This is a poem called The Alcoholic. It was written by Elizabeth Johnson and it tells a lot of truth about the problems and the life that come with alcoholism. I hope that you can read it and think about the truths within it.
Every morning I wake up and must decide what to do.
Yes it’s early and I have to work, but a drink sure sounds good.
I make it through my job and hold out until I get home.
Then I pour myself a drink and I drink it all alone.
The cares of the day melt like ice within my glass.
I have not time to consider pain or bother with my past.
Eventually I am lonely and wish someone was around.
Drink until I pass out, black out, or fall down.
Sometimes I throw up just so I can drink a little longer.
If a little feels this good more has to feel even stronger.
Yet it never comes back, that initial feeling of ease.
Just eventually get sick and finally fall asleep.
Sounds pretty pathetic huh, why would anyone want this life?
Yet I wake up each day to a new high and create for myself more strife.
I’ve seen where it has led me in the past and swore never to go there again.
Yet as one complete circle back where I started I am .
I see why we are so hopeless what kind of life is this?
Will I ever know normalcy with these chemicals I ingest?
Guess I know the answer, The tools have been given to me before.
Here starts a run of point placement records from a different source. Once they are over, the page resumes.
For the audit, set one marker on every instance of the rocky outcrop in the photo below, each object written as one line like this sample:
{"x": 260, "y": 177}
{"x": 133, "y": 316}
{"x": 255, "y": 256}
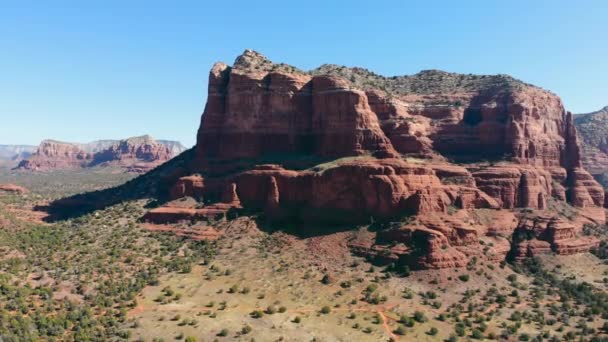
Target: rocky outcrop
{"x": 12, "y": 188}
{"x": 593, "y": 132}
{"x": 53, "y": 154}
{"x": 12, "y": 155}
{"x": 138, "y": 154}
{"x": 350, "y": 146}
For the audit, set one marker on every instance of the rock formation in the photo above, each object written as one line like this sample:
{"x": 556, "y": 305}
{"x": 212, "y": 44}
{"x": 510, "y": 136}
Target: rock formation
{"x": 12, "y": 155}
{"x": 593, "y": 131}
{"x": 345, "y": 145}
{"x": 138, "y": 154}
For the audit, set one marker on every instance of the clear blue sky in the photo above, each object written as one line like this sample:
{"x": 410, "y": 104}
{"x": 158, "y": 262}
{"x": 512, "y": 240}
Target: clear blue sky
{"x": 86, "y": 70}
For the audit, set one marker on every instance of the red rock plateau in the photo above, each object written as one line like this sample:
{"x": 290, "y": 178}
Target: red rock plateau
{"x": 593, "y": 130}
{"x": 138, "y": 154}
{"x": 450, "y": 160}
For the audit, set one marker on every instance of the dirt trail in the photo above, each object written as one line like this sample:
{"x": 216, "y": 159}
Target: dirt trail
{"x": 377, "y": 309}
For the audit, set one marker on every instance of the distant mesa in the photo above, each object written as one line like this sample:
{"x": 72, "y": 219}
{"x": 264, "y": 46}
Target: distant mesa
{"x": 344, "y": 145}
{"x": 448, "y": 167}
{"x": 593, "y": 130}
{"x": 12, "y": 189}
{"x": 136, "y": 154}
{"x": 11, "y": 155}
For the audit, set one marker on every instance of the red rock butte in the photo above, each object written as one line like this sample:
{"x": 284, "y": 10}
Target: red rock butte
{"x": 344, "y": 145}
{"x": 136, "y": 154}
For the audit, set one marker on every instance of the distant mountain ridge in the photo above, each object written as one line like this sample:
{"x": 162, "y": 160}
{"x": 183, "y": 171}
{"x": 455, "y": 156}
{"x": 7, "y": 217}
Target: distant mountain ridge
{"x": 593, "y": 130}
{"x": 135, "y": 154}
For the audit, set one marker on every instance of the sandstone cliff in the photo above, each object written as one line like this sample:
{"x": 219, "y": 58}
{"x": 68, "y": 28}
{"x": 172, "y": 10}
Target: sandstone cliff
{"x": 12, "y": 155}
{"x": 345, "y": 145}
{"x": 138, "y": 154}
{"x": 593, "y": 130}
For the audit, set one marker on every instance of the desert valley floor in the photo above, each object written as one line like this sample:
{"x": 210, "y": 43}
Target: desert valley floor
{"x": 105, "y": 276}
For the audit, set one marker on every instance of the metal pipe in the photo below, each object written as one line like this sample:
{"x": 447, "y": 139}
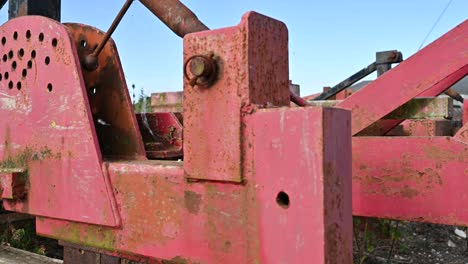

Just have to reach out and grab them and know there is no cure.
Yet still I struggle, fighting for breath in what seems a useless existence.
I drink more and more every day not able to stop or resist it.
47 hours I’ve gone in the last three months without a drink at all.
On hour 48 I began my continued and expected fall.
If I could just stop I would have a chance, maybe I could be free.
I laugh as I write these words--- finally free—me?
A slave I am and a slave I will remain—self fulfilling prophesy I know.
How can I make it through this --- where should I go?
AA, yeah, been there before – it worked for a while.
Yet every time I would run away just another case in a file.
Let them help you- go to meetings, get out of yourself.
Maybe I’m just selfish and beyond AA’s help.
Can’t they see that I don’t belong- not there, not anywhere?
Guess we all feel that way—but does anybody really care?
Afraid… I am so tired of that emotion in my life.
I would trade it in at any time- yet I’m sure it’s replaced with strife.
Self pity, whoa is me, I know I am there right now.
Don’t want to exist here forever- somebody show me how!
How to stop the struggle and just surrender to God
It should be easy, I know---- don’t fight it so hard.